Last month the Inspector’s General Office released that scammers are compounding tactics by using fake Amazon or PayPal tech support emails and text messages who will try to convince you that your SSN or record is compromised. Considering the enormous size of nationalpublicdata.com’s breach this spring and summer (to the tune of 2.9 billion records), we understand that this topic can be very confusing to navigate. Learn More

Knowledge is power. Here’s what you need to know about the growing trend and how you can protect yourself.

What is a Long-Con Scam?

A long-con scam is a method of deception that unfolds over a long period of time. Unlike quick-hit frauds, where scammers make a direct attempt to steal your information or money in one go, long-con scams involve establishing a sense of trust with the victim. Scammers often impersonate official entities—like the SSA—over weeks or months to gradually build credibility, making their eventual fraudulent activities more convincing. Scams often end with an in-person meeting with an individual either who is part of the scheme or an unsuspecting participant, such as an Uber driver, during which the target turns over gold, cash, a crypto wallet or some other currency for “safe keeping” at the direction of the imposter SSA OIG federal agent.

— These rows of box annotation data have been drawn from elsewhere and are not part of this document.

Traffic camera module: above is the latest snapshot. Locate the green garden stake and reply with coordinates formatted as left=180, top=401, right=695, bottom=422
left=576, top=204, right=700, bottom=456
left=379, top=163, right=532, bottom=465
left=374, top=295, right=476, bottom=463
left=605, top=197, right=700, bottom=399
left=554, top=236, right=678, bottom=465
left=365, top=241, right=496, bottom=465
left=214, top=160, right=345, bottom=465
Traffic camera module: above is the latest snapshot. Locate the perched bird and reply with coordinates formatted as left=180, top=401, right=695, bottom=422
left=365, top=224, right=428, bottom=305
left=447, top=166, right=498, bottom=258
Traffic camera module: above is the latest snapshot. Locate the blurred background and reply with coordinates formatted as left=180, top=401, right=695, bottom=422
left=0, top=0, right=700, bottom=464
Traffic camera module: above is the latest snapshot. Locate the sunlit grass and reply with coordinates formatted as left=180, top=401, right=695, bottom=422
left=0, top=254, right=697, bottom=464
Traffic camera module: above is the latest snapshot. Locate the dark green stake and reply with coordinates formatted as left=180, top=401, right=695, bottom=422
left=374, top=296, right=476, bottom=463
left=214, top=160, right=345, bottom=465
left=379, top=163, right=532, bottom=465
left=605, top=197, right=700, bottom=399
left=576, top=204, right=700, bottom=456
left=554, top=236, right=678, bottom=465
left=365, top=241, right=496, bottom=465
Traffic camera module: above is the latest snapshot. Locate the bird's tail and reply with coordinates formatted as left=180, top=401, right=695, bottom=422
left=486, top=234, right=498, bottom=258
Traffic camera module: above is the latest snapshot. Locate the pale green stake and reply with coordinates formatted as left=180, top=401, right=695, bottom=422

How Are Scammers Exploiting SSNs?

SSNs are one of the most valuable pieces of personal information for identity theft. Once scammers have your SSN, they can open new credit lines, file false tax returns, and even gain access to your financial accounts. Here’s how these long-con scammers operate:

1. Impersonation of Government Officials: One common tactic is to pose as representatives from the Social Security Administration (SSA) or even the SSA OIG. Scammers contact victims via phone, email or mail, claiming that there is an issue with their SSN, such as fraudulent activity or that their benefits are being suspended.

2. Phony Documentation and Fake Websites: Scammers often direct victims to fake websites or send fabricated official documents that look legitimate. These documents might appear as “official” notifications, containing seals or logos of government agencies. Over time, the victim may be asked to “verify” their SSN or other personal information.

3. Threats and Intimidation: Scammers may claim that if the victim does not act immediately, their benefits will be suspended, or they will face legal consequences. The urgency creates pressure and confusion, making victims more likely to comply without questioning the legitimacy of the request.

4. Financial Manipulation: In some cases, the scammer will slowly gain access to the victim’s financial accounts by claiming they need to “safeguard” their funds or by having them pay fees to avoid legal trouble. Since this happens over time, it can be difficult for the victim to recognize they are being defrauded.

Red Flags to Watch Out For

While these scams can be highly sophisticated, there are several warning signs to be aware of:

1. Unexpected Calls or Emails from the SSA: The SSA typically communicates by mail and rarely makes unsolicited phone calls, especially about sensitive information like your SSN or benefits. Be suspicious if someone contacts you out of the blue claiming to be from the SSA or the SSA OIG.

2. Pressure to Act Immediately: Scammers often use scare tactics, telling you that you need to act fast to prevent legal action or benefit suspension. Government agencies do not operate this way; they give ample time for recipients to respond to any issues.

3. Requests for Personal Information: No government agency will ask you for your SSN or banking information over the phone or via email. If someone asks for this information, hang up or ignore the email.

4. Financial Requests: Be wary of anyone asking you to transfer money, pay a fine, or safeguard your assets through unusual means, such as wire transfers or gift cards. This is a hallmark of scam operations.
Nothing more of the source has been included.